Two implementation gaps in the bill drive most downstream uncertainty. First, the statute ties the presumption to service at a defined location but does not define qualifying timeframes, types of service, or exposure thresholds.
VA will therefore need to resolve who counts as having served “at” Karshi Khanabad Air Base (for example, whether transient deployments, contractors, National Guard mobilizations, or pre‑deployment presence qualify) and whether the presumption applies retroactively to previously denied claims. Second, the bill’s categorical language — using terms like “any” followed by broad disease categories and syndromic labels — leaves medical definition and scope to administrative interpretation.
That raises predictable disputes: clinical definitions vary, some diagnoses overlap multiple categories, and syndromic conditions lack discrete diagnostic codes. VA must create operational guidance or regulations to translate statutory categories into adjudicative criteria, and those choices will shape how inclusive the presumption proves to be.

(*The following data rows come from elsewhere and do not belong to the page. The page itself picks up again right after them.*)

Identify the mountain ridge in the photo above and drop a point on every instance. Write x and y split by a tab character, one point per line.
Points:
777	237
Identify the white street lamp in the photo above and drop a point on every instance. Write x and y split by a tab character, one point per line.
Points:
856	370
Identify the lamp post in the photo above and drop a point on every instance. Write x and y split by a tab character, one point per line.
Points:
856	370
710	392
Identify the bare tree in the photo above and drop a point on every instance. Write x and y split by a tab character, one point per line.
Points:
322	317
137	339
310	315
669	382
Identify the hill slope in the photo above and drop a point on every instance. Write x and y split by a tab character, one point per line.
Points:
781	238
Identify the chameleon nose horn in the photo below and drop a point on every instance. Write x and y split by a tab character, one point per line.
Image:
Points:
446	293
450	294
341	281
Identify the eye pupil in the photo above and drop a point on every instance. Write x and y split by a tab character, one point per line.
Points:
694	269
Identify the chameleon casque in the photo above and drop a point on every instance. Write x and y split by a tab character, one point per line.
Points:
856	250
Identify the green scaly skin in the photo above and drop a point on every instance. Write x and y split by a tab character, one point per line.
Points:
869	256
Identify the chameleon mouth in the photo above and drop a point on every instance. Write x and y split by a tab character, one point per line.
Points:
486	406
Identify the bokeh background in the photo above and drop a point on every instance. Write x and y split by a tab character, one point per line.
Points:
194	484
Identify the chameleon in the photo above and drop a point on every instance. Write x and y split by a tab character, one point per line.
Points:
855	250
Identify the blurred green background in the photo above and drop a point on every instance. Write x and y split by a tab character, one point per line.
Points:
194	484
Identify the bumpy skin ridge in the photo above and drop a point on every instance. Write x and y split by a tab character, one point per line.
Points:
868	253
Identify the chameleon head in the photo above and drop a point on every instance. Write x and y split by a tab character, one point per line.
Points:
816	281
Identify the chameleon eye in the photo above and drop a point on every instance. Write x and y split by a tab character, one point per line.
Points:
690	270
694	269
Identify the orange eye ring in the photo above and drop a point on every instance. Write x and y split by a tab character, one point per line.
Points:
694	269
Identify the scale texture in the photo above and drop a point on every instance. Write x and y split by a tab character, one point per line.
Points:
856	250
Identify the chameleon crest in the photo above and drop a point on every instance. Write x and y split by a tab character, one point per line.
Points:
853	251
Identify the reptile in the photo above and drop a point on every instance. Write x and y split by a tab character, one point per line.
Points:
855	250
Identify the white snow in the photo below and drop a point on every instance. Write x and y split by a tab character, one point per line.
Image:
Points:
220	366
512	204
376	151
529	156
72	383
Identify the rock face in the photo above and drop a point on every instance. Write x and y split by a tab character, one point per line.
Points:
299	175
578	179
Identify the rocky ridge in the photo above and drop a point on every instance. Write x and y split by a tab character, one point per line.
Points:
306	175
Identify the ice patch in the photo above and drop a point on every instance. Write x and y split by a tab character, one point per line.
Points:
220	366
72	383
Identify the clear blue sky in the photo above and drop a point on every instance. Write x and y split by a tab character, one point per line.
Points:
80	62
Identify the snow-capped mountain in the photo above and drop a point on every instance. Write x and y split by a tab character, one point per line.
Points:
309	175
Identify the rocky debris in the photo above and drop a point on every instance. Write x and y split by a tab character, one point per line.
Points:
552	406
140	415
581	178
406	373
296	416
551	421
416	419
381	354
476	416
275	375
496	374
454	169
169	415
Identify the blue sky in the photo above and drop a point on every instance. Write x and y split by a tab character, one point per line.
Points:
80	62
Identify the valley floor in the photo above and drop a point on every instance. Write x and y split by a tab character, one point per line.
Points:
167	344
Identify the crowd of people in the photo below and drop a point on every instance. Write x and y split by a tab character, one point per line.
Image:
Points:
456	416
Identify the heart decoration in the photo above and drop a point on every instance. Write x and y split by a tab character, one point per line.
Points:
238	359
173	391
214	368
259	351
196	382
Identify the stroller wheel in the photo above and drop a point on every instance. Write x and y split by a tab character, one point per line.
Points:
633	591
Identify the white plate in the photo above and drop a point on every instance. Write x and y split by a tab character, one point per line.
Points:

There is also a fiscal and workflow tension. Broad presumptions speed benefits to eligible claimants but increase initial grants, potential retroactive payments, and demand for medical examinations and treatment.
The bill does not include funding, an effective date, or transition rules, so Congress or VA will need to address resourcing and whether awards should apply to claims filed before enactment. Finally, the open‑ended scope invites legal challenges over statutory interpretation—particularly whether Congress intended every listed diagnosis to be covered regardless of latency, preexisting conditions, or alternate causes—so some implementation questions are likely to be resolved only after administrative guidance and possible litigation.